Éditions Libertalia, 2017
Julien Chuzeville

par David Noël
Après Annie Kriegel et Romain Ducoulombier, l’historien Julien Chuzeville s’est penché sur les origines du Parti communiste français. Le titre de l’ouvrage résume la thèse de l’auteur : la naissance du Parti communiste en France s’inscrit dans un « court moment » d’effervescence révolutionnaire qui touche l’Europe de 1918 à 1921 à la suite de la révolution d’Octobre 1917.
Julien Chuzeville raconte la lutte des pacifistes révolutionnaires de la Section française de l’internationale ouvrière (SFIO) et de la Confédération générale du travail (CGT) contre la guerre 1914-1918 et contre les « majoritaires de guerre » de leurs organisations respectives. La SFIO fait face à partir de 1915 à une montée des oppositions internes, celle de Jean Longuet et de ses amis et surtout celle des zimmerwaldiens du Comité pour la reprise des relations internationales (CRRI).  

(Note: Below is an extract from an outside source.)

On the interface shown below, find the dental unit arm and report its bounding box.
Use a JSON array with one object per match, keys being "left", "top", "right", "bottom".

Lieu de rencontre des socialistes internationalistes et des syndicalistes révolutionnaires, le CRRI est à l’origine du Comité pour la Troisième Internationale (C3I). Animé par Fernand Loriot et Boris Souvarine, le C3I dépasse les 40 % des mandats dès le congrès de Strasbourg de février 1920 qui décide le retrait de la SFIO de la Deuxième Internationale. 
La motion Cachin-Frossard qui l’emporte au congrès de Tours, est en réalité une motion Loriot-Souvarine, mais, paradoxalement, du fait de l’emprisonnement des principaux animateurs du C3I, ce sont les ex-reconstructeurs qui dominent la direction de la nouvelle SFIO. 

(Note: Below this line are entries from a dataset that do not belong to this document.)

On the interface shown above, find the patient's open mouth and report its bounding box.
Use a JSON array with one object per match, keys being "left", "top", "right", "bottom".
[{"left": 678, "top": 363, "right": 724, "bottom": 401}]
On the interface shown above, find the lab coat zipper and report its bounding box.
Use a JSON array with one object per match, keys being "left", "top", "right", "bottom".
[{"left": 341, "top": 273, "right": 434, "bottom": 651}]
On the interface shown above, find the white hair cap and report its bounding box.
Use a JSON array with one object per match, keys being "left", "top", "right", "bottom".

Au fond, pour Julien Chuzeville, les premières années de l’existence du jeune Parti communiste sont marquées par un double malentendu : un premier malentendu de la part de Frossard et des ex-longuettistes qui entendaient rénover la SFIO plus que de construire un nouveau parti révolutionnaire comme c’était l’intention des membres du C3I. 

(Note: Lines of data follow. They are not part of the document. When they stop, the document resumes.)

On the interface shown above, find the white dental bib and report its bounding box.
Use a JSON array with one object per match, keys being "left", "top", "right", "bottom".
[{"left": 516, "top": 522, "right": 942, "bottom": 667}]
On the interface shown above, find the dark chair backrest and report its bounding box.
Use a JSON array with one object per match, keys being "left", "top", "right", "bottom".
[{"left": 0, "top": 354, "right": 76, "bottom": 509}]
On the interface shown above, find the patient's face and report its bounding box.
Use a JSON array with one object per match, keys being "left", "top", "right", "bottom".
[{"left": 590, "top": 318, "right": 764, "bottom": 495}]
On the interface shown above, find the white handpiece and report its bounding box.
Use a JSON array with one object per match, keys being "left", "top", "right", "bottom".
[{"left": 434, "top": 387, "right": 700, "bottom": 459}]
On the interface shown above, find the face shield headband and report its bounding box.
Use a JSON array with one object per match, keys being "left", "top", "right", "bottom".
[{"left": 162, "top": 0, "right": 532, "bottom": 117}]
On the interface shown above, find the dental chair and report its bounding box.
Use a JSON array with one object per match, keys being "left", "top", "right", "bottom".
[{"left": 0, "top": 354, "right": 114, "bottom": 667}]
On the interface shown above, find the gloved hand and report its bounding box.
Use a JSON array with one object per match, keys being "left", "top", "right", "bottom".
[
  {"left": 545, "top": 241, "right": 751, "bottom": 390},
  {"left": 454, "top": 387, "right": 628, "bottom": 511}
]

Le second malentendu est celui des syndicalistes révolutionnaires comme Monatte et ses amis du groupe de La Vie ouvrière qui ont cru pouvoir construire un parti révolutionnaire travaillant aux côtés de la CGT dans une Internationale démocratique. Ils découvrent que l’Internationale communiste, dominée par les communistes russes, ne laisse pas de marge de manœuvre à ses sections nationales et exige une subordination de la Confédération générale du travail unitaire (CGTU) au Parti communiste. Qu’ils soient exclus ou démissionnaires, Loriot, Monatte, Rosmer et Souvarine, qui avaient été à l’origine du CRRI et du C3I finissent par quitter le Parti communiste « bolchevisé » par Staline et Zinoviev. Pour l’auteur, la bolchevisation a été une « substitution politique et organisationnelle » orchestrée par la direction de l’Internationale contre les propres fondateurs du PC. 
La sympathie de Julien Chuzeville pour les « vaincus » de la bolchevisation se ressent tout au long d’un ouvrage bien documenté, agréable à lire et orné de belles reproductions en pages centrales qu’on peut conseiller à tous ceux qui s’intéressent à l’histoire du PCF.